The greater the specific heat capacity of a material, the more energy needs to be transferred to the material for it to go up in temperature. Also, the greater the specific heat capacity of a material, the more energy the material will release when it cools down, since it stored more energy when it was being heated up. One way of thinking about it is that materials with with a larger specific heat capacity can store more energy.
Think of different materials and substances like different-sized buckets. A smaller bucket (like mercury) fills up quickly with energy, meaning it heats up fast. A larger bucket (like water) needs much more energy to fill up, so its temperature rises slowly. Also, a smaller bucket cannot hold as much energy as a larger bucket, so the smaller bucket will release less energy when emptied compared to a larger bucket.Analogy
Calculating Specific Heat Capacity
A useful thing that knowing the specific heat capacity of a material lets us work out is how much energy the material has gained when heated up or lost when cooled down. We can calculate this amount of energy stored in or released from a system as its temperature changes using Equation 5 shown below.

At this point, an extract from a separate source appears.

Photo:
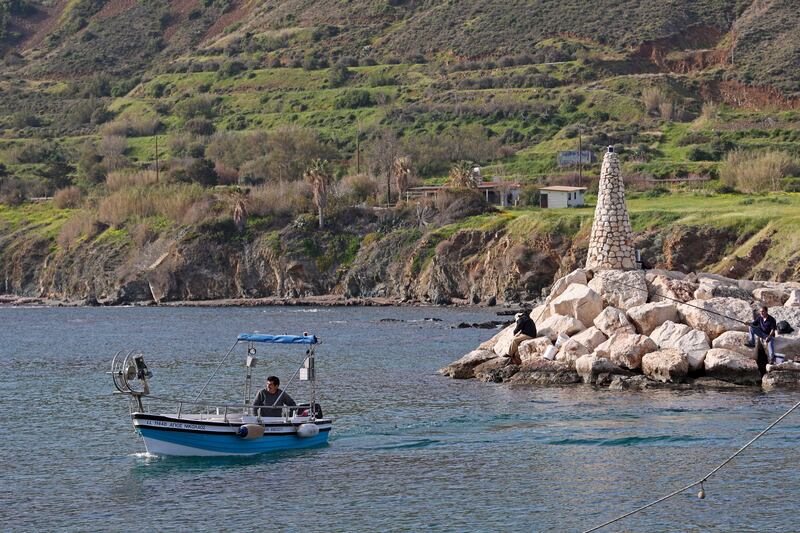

\(\Delta E=mc\Delta \theta\)
or
\( \text{change in thermal energy} = \text{mass}\times\text{specific heat capacity}\times\text{temperature change}\)
The formula for the change in thermal energy as the temperature of a material changes has four components:
- \(\Delta E\) is the change in thermal energy of the material or substance. This change can either be an increase or a decrease in energy. \(\Delta E\) has units of joules (J).
- \(m\) is the mass of the material or substance. \(m\) must always have units of kilograms (kg) when used in this formula.
- \(c\) is the specific heat capacity of the material or substance. \(c\) has units of joules per kilogram per degree Celsius (J/kg °C).
- \(\Delta \theta\) is the change in temperature of the material or substance. This change can either be an increase or a decrease in temperature. \(\Delta \theta\) has units of degrees Celsius (°C).
Imagine you have been asked to calculate the change in thermal energy of 2 kg of iron which has been heated and its temperature raised by 10 °C. The specific heat capacity of iron is 450 J/kg °C. To calculate the change in thermal energy of the iron, you will need to use the formula you have just learned about: \(\Delta E = m \times c \times \Delta \theta\) Then substitute the variables with the values given to you in the question: \(\Delta E = 2 \times 450 \times 10\) Finally, carry out the calculations to get the change in energy of the iron: \(\Delta E = 2 \times 450 \times 10\) \(\Delta E = 9000J\) Therefore, we just calculated that 2 kg of iron’s thermal energy stores increased by 9000 J when the iron’s temperature was raised by 10 °C.Example
The symbol delta (\(\Delta \)), for example in \(\Delta E\) or \(\Delta \theta \), just means change.Note
What is Specific Heat Capacity?
- The specific heat capacity of a substance is the amount of energy required to raise the temperature of 1 kg of the substance by 1 °C.
- Specific heat capacity tells us how much energy is needed to increase the temperature of a substance.
- The larger the specific heat capacity of a material, the more energy needs to be transferred to the material’s thermal energy stores for the material to heat up.
- The larger the specific heat capacity of a material, the more energy is transferred out of the material’s thermal energy stores when the material is cooled down.
Calculating Specific Heat Capacity
- The amount of energy stored in or released from a system as its temperature changes can be calculated using the equation: \(\Delta E=mc\Delta \theta\)
- \(\Delta E\) is the change in thermal energy and is measured in joules (J).
- \(m\) is the mass of the substance and is measured in kilograms (kg).
- \(c\) is the specific heat capacity of the substance and is measured in joules per kilogram per degree Celsius (J/kg °C).
- \(\Delta \theta\) is the change in temperature of the substance and is measured in degrees Celsius (°C).